The Hungarian Financial Supervisory Authority (“HFSA”) has conducted an investigation (market surveillance procedure) into certain spot HUF foreign exchange transactions undertaken by Deutsche Bank London on 15 October 2008 in relation to certain foreign exchange linked swap positions.  Following the close of the inquiry, HFSA fines Deutsche Bank London (“DBL”) (Winchester House 1 Great Winchester Street London EC2N 2 DB) to pay HUF 90,000,000 supervisory fine, and to reimburse all costs accrued in relation to the procedure. HFSA’s resolution can be contested by appealing to the Metropolitan Court of Budapest within thirty days.

The HFSA has established that from 2007, DBL marketed and concluded a number of foreign exchange swap transactions linked to changes in the spot EUR/HUF, CHF/HUF and USD/HUF exchange rates with several Hungarian banking counterparties. Swap positions created trough these transactions were to become highly profitable to DBL in case of weakening of the spot HUF exchange rate. DBL’s potential profit inherent in these foreign exchange linked swap positions was unlimited, while its potential losses were capped.

The HFSA has subsequently found that by concluding high volume spot HUF foreign exchange transactions on 15 October 2008, DBL caused significant weakening of the EUR/HUF spot exchange rate. In the meantime, DBL strongly urged its foreign exchange linked swap counterparties to close-out the swap positions with high profits to DBL by making increased margin calls with reference to increasing counterparty risk.

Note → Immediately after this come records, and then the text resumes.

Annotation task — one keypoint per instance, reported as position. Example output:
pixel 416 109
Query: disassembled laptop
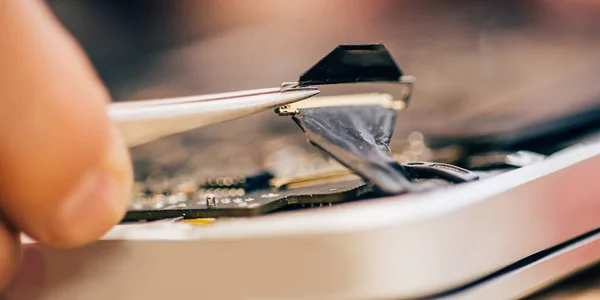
pixel 480 223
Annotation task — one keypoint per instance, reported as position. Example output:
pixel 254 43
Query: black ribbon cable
pixel 353 63
pixel 358 137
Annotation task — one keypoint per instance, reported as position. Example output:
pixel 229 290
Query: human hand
pixel 65 173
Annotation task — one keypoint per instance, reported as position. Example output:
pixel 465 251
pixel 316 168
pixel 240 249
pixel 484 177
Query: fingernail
pixel 99 200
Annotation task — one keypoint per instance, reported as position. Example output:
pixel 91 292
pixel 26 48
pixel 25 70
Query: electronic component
pixel 199 205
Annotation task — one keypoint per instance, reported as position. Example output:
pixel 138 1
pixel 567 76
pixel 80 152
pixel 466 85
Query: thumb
pixel 65 173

In its client statement, DBL has stated that it hedged the foreign exchange swap transactions and any profit to be made on such swap transactions would be significantly offset by any loss incurred in its hedging and DBL has taken the general view in relation to its spot HUF foreign exchange activity of 15 October 2008, that these transactions were induced by genuine and justifiable reasons, and that it strove to minimise the possible market impacts when executing them. According to DBL, these transactions had the aim of managing the risks deriving from the unforeseeable market turbulence, were executed with considerable care, and in line with the best market practices.

The HFSA has established that the risk management needs originating from the existing foreign exchange linked swap positions had not justified the sale of spot HUF on the foreign exchange market in such volume as DBL executed on 15 October 2008. The HFSA has not accepted Deutsche Bank London’s reasoning, and thus, imposes a supervisory fine of HUF 90,000,000.

In establishing the resolution, it has been taken into account by the HFSA as aggravating circumstances that the transactions took place during an especially sensitive period for the domestic money and capital markets, and that DBL attempted to use the consequences of its spot foreign exchange market transactions to influence its counterparties in the outstanding foreign exchange linked swap positions. On the other hand, DBL’s full cooperation throughout the HFSA procedure, and the fact that it did not realise any financial gains from the transactions under investigation have been considered as mitigating circumstances.